Recently, I've had occasion in the preparation of a new book of my interviews with Hollywood filmmakers, HOLLYWOOD SPEAKS, to revisit my conversation with veteran stunt man-turned actor, Richard Farnsworth. If you've never heard of Farnsworth, check out THE GREY FOX (1983), when the 63-year old ex-stuntman appeared as the legendary train robber, Bill Miner... Now come back, and we'll talk.
“It was an occupation with few veterans,” wrote Kevin Brownlow about the Hollywood stuntman. “Whatever your qualifications—whether you were a circus acrobat, a stunt aviator, an animal trainer, or a racing driver—you faced fresh challenges and unknown hazards at every call.”
Indeed, it is a profession not known for its longevity. However, a few of the most prominent stunt persons—including Jock Mahoney, David Sharpe, and Ben Johnson—have extended their careers as actors; and few have had a more remarkable career than Richard Farnsworth ( 1920-2000).
Among this select group was Richard Farnsworth. After years as a rodeo cowboy, he turned to films in 1937 and performed hazardous stunts for Montgomery Clift in Red River, Kirk Douglas in Spartacus, Charlton Heston in The War Lord, Guy Madison in Wild Bill Hickok; and also doubled for Gregory Peck, Henry Fonda, and many other screen notables. Then, in 1976, after 35 years of rough-and-tumble stunting—“the ground got too hard”—his plans for retirement were interrupted in 1978 when he was asked to take on the role of an ageing cowboy in Comes a Horseman with Jane Fonda. He was nominated for an Oscar as Best Supporting Actor. Four years later, In the role of legendary train robber Bill Miner in The Grey Fox, he garnered the Genie Award (Canada’s equivalent of an Oscar).
Other roles followed, as a baseball coach in The Natural (1984), a horse trainer in Sylvester, a country sheriff in Misery (1990), and, in The Straight Story (2000), for which he received a second Oscar nomination in the role of Alvin Straight, as an Iowa man who made headlines in 1994 for riding his lawn mower more than 250 miles to see his ailing, estranged brother. Farnsworth was a real cowboy, on camera and off. To the end of his days, he worked a ranch in New Mexico. His story is that of Hollywood in transition—from the glory days of the stunt/action picture in the ‘30s and ‘40s to a new sensibility and maturity in the western genre of the ‘70s and ‘80s.

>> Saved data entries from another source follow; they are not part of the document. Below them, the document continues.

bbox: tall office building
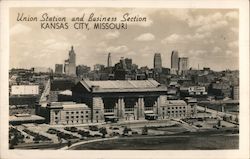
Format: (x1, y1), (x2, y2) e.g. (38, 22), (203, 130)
(171, 50), (179, 69)
(107, 53), (112, 67)
(178, 57), (189, 73)
(64, 60), (69, 74)
(125, 58), (132, 70)
(154, 53), (162, 73)
(55, 64), (63, 74)
(64, 46), (76, 76)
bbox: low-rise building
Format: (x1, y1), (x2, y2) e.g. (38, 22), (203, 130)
(180, 86), (207, 97)
(11, 85), (39, 95)
(232, 85), (239, 100)
(36, 102), (103, 125)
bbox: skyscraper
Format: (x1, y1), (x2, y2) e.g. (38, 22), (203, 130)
(153, 53), (162, 73)
(171, 50), (179, 69)
(107, 53), (112, 67)
(55, 64), (63, 74)
(178, 57), (189, 74)
(64, 46), (76, 76)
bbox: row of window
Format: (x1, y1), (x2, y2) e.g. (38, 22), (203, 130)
(162, 106), (186, 110)
(65, 111), (89, 115)
(162, 110), (186, 113)
(65, 119), (99, 124)
(66, 120), (89, 124)
(66, 115), (89, 119)
(65, 110), (99, 115)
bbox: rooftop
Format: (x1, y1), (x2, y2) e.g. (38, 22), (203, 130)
(168, 100), (187, 105)
(79, 79), (167, 93)
(9, 114), (45, 122)
(85, 79), (160, 89)
(49, 102), (89, 109)
(59, 90), (72, 96)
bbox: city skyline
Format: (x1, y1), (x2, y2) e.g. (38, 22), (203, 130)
(10, 8), (239, 71)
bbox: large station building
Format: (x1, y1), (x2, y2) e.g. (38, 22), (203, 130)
(71, 79), (197, 123)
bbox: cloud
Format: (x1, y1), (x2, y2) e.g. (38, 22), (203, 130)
(161, 34), (182, 44)
(196, 20), (228, 32)
(188, 49), (207, 56)
(10, 23), (32, 36)
(135, 33), (155, 41)
(212, 46), (222, 53)
(167, 9), (191, 23)
(189, 32), (211, 40)
(75, 32), (87, 40)
(105, 31), (120, 39)
(95, 42), (107, 53)
(230, 27), (238, 33)
(225, 50), (233, 55)
(107, 45), (129, 53)
(225, 11), (239, 20)
(46, 42), (71, 50)
(43, 39), (56, 45)
(161, 32), (210, 44)
(168, 10), (234, 33)
(228, 41), (238, 48)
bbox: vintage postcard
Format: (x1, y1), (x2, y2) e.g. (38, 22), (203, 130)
(0, 0), (249, 159)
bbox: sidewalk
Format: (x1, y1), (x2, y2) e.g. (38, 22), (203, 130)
(60, 136), (119, 150)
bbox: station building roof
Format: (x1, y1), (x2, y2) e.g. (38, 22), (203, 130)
(77, 79), (167, 93)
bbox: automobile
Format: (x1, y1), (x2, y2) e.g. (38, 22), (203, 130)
(89, 126), (99, 131)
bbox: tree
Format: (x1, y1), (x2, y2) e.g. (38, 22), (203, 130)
(235, 117), (239, 123)
(123, 126), (129, 136)
(99, 127), (107, 138)
(67, 140), (72, 147)
(142, 126), (148, 135)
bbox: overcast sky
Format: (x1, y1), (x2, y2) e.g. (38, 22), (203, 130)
(10, 8), (239, 71)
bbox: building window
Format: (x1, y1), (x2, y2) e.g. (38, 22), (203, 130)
(176, 107), (178, 109)
(162, 107), (165, 111)
(76, 116), (79, 118)
(96, 111), (99, 114)
(55, 117), (58, 120)
(86, 111), (88, 114)
(81, 111), (84, 114)
(66, 116), (69, 119)
(71, 112), (74, 114)
(76, 111), (79, 114)
(86, 115), (88, 118)
(81, 116), (83, 118)
(71, 116), (74, 118)
(66, 112), (69, 114)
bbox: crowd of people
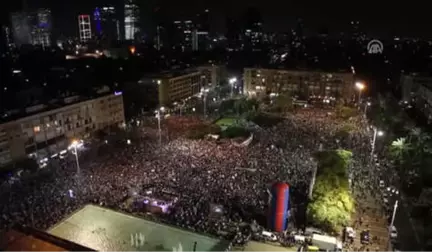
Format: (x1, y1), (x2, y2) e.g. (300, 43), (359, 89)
(0, 108), (394, 250)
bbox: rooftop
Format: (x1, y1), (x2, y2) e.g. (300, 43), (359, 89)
(48, 204), (229, 251)
(0, 226), (94, 251)
(145, 68), (201, 79)
(0, 89), (120, 125)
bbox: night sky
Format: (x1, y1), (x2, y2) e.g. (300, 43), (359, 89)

I met Farnsworth in Los Angeles in 1984 on the occasion of his reception of an award given by the National Film Society for his career achievement. Afterward, we enjoyed a conversation that began in a Burbank saloon and continued in his nearby home, surrounded by framed photographs, western gear, and memorabilia attesting to his long career. I can still hear his slightly rasping voice, gentle, slow-talking, and modest, as he spoke of The Grey Fox and his long career in stunting.